Hawksmoor – Peter Ackroyd
Behind the Scenes at the Museum – Kate Atkinson
The Blind Assassin – Margaret Atwood
Regeneration – Pat Barker
Notes from a Small Island – Bill Bryson
Possession – A S Byatt
The Name of the Rose – Umberto Eco
Birdsong – Sebastian Faulks
Briget Jones’s Diary – Helen Fielding
Chocolat – Joanne Harris
Notes on a Scandal – Zoe Heller
Woman in Black – Susan Hill
The Remains of the Day – Kazuo Ishiguro
If Nobody Speaks of Remarkable Things – Jon McGregor
The English Patient – Michael Ondaatje
Perfume – Patrick Suskind
The Secret History – Donna Tartt
Fingersmith – Sarah Waters
Oranges are not the Only Fruit – Jeanette Winterson
The Shadow of the Wind – Carlos Ruiz Zafon

So, how do I choose between these wonderful books? The books that made me laugh perhaps? Then it would be Notes from A Small Island or Bridget Jonses’s Diary. Those that intrigued me? The Name of the Rose, The Secret History, Fingersmith, The Blind Assasin or Possession. Those that actually startled me? That would be Hawksmoor or The Woman in Black. The ones that moved me? Maybe The Remains of the Day, The English Patient, Birdsong, Regneration or Chocolat? Perhaps those that had elements of familiarity then say Oranges are not the only Fruit or Behind the Scenes at the Museum. Then again I could go for the books I’ve read more recently like Notes on a Scandal, The Shadow of the Wind, Perfume or If Nobody Speaks of Remarkable Things.

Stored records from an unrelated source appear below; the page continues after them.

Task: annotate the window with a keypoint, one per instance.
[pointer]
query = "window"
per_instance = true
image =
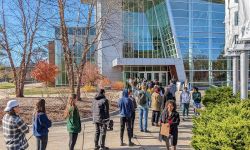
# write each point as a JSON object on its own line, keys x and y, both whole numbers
{"x": 236, "y": 18}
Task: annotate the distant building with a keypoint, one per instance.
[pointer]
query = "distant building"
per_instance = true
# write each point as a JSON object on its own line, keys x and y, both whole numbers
{"x": 165, "y": 39}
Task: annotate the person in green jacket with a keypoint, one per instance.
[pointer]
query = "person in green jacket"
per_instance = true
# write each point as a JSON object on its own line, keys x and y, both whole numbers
{"x": 72, "y": 115}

I wonder what I would think of the books if I went back and re-read them. Maybe they wouldn’t have the same impact a second time around. Of all the above books those that linger in my memory more vividly than the others are:-

Hawksmoor, The Name of the Rose, Fingersmith and If Nobody Speaks of Remarkable Things.

Can I choose four not one please? Also a book I very much enjoyed reading, seems like a decade ago now, The Quincunx by Charles Palliser, isn't on the list.

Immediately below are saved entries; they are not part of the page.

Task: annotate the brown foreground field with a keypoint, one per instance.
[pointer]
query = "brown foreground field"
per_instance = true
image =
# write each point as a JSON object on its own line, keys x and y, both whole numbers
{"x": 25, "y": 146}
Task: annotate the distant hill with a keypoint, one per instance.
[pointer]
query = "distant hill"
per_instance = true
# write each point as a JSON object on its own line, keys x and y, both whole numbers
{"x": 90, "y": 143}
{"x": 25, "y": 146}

Of course, this is all diversion tactics to take my mind off the real issue of the day because I'm sitting here with fingers and toes crossed that the BNP don't win all the seats in our ward at today's local elections - the very thought fills me with dread. As soon as the worker comes home we will be off to vote and then it will be a long agonising wait to see what happens - I may even say a little prayer.